Interrogé sur les crimes commis par l’OAS (Organisation armée secrète) qui a semé la terreur en Algérie entre 1961 et 1962, José Gonzalez a botté en touche : « Je ne suis pas là pour juger si l’OAS a commis des crimes ou pas. » Dans la foulée, il considérait qu’Emmanuel Macron avait commis « une erreur monumentale » en qualifiant la colonisation française en Algérie de « crime contre l’humanité ».
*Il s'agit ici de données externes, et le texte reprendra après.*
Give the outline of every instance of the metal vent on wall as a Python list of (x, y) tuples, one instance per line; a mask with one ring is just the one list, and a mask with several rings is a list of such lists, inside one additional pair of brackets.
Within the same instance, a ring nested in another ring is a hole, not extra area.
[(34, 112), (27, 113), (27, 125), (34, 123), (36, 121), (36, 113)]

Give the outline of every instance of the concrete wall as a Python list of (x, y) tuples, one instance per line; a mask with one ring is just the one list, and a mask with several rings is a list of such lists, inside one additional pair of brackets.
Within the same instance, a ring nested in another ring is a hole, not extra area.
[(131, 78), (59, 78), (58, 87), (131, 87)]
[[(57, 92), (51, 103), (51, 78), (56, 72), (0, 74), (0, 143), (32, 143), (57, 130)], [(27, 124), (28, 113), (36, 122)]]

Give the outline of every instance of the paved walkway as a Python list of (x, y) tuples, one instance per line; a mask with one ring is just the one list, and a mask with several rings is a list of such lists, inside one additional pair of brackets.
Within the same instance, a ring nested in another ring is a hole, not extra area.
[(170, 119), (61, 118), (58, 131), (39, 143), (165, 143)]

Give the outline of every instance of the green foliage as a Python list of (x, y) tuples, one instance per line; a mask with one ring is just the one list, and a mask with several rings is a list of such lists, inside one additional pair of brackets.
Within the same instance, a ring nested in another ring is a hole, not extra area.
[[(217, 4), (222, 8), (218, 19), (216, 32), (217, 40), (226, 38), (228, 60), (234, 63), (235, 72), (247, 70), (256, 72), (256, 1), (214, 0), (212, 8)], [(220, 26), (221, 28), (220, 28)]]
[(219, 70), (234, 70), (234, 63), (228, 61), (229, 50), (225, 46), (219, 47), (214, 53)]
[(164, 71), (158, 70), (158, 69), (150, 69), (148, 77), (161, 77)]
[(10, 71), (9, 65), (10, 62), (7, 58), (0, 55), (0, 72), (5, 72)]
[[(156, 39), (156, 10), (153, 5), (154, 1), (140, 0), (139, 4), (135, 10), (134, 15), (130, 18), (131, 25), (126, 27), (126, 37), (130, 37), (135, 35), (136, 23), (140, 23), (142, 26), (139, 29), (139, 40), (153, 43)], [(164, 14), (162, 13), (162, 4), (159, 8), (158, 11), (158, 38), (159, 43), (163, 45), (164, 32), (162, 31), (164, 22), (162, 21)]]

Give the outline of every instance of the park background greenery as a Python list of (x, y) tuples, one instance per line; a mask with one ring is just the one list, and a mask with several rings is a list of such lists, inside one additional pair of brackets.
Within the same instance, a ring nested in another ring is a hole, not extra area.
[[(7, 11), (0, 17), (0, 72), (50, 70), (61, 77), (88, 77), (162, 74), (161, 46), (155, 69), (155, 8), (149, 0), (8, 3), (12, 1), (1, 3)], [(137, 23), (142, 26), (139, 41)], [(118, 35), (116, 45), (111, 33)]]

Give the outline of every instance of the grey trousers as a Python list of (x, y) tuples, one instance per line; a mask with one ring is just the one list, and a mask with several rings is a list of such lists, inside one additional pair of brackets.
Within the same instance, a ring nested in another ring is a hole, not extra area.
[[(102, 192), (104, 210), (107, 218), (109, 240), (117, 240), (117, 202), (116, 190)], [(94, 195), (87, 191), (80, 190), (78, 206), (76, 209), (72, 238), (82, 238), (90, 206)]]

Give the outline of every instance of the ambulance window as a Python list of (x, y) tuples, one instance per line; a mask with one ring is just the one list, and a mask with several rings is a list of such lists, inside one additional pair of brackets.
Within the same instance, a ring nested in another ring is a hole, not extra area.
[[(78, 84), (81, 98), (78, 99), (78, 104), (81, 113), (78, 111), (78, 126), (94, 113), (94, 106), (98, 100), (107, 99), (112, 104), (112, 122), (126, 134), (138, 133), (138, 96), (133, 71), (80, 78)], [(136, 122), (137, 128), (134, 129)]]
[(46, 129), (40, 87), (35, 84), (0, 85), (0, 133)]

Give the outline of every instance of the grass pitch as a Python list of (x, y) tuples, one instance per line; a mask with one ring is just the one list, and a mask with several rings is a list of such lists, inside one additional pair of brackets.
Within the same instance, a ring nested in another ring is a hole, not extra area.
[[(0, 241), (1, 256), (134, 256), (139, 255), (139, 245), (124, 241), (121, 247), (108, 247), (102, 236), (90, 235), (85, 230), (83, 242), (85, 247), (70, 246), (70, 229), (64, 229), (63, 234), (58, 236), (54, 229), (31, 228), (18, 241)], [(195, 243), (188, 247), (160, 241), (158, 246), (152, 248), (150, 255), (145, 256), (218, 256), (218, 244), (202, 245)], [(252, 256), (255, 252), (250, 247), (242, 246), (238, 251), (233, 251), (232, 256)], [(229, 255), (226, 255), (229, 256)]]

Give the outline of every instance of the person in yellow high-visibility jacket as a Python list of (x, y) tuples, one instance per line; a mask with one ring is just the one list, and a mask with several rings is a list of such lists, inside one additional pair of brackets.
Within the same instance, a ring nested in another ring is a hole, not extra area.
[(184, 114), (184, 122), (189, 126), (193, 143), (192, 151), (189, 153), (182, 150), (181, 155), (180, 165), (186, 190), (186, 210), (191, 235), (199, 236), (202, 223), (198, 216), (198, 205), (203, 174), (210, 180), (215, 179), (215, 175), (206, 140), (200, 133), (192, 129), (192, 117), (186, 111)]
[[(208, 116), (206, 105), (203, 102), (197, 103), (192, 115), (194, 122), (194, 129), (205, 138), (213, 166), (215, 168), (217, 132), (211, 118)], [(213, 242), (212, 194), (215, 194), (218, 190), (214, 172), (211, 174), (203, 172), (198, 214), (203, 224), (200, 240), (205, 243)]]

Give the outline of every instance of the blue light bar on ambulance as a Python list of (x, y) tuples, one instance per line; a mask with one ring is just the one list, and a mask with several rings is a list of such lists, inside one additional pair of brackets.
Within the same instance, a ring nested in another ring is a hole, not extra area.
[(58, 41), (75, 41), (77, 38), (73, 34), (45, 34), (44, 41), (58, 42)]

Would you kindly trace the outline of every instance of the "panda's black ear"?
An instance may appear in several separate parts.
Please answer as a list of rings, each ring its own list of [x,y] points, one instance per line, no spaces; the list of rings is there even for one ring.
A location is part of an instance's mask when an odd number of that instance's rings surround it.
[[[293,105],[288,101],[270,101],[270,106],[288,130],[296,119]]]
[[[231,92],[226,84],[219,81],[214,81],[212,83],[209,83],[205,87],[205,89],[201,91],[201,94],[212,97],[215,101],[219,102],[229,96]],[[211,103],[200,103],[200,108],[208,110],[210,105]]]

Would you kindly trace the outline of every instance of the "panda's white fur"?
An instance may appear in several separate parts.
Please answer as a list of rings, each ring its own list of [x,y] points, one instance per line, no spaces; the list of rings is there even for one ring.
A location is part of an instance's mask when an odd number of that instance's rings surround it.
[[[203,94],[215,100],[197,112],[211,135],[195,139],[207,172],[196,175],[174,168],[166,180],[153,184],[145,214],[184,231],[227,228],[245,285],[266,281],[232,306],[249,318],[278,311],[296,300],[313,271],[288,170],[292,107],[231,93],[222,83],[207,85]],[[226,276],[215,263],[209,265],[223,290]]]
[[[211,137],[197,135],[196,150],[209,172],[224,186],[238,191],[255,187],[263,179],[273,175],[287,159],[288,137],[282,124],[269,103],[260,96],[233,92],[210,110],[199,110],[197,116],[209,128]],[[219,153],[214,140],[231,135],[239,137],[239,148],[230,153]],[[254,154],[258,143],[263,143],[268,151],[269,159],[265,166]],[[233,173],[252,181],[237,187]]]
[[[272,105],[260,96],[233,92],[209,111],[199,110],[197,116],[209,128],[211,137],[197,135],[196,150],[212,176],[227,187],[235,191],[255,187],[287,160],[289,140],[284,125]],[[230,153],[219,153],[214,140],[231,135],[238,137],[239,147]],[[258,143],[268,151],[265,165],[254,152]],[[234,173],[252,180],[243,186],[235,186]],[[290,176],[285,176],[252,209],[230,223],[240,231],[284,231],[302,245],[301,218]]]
Admiration pour Jean-Marie Le Pen

José Gonzalez arrive à Marseille à l’âge de 19 ans, après la signature des accords d’Évian qui ont mis fin à la guerre d’Algérie. Directeur d’une auto-école, puis membre de la Chambre de commerce et d’industrie d’Aix-Marseille-Provence, il s’engage dans les rangs du Front national après une rencontre en 1978 avec Jean-Marie Le Pen. Élu municipal et conseiller régional, il ne quittera plus le parti d’extrême et ne cache pas son admiration pour son fondateur. « C’est la politique qu’il [Le Pen, NDLR] menait pour le devenir de la France qui me plaisait. J’étais à peu près d’accord sur toutes les idées, donc je me suis engagé à ses côtés tout en restant à ma place sur mon territoire », expliquait-il sur Europe 1 en juin 2022. Il recevra d’ailleurs les félicitations de Le Pen père pour son discours inaugural à l’Assemblée nationale.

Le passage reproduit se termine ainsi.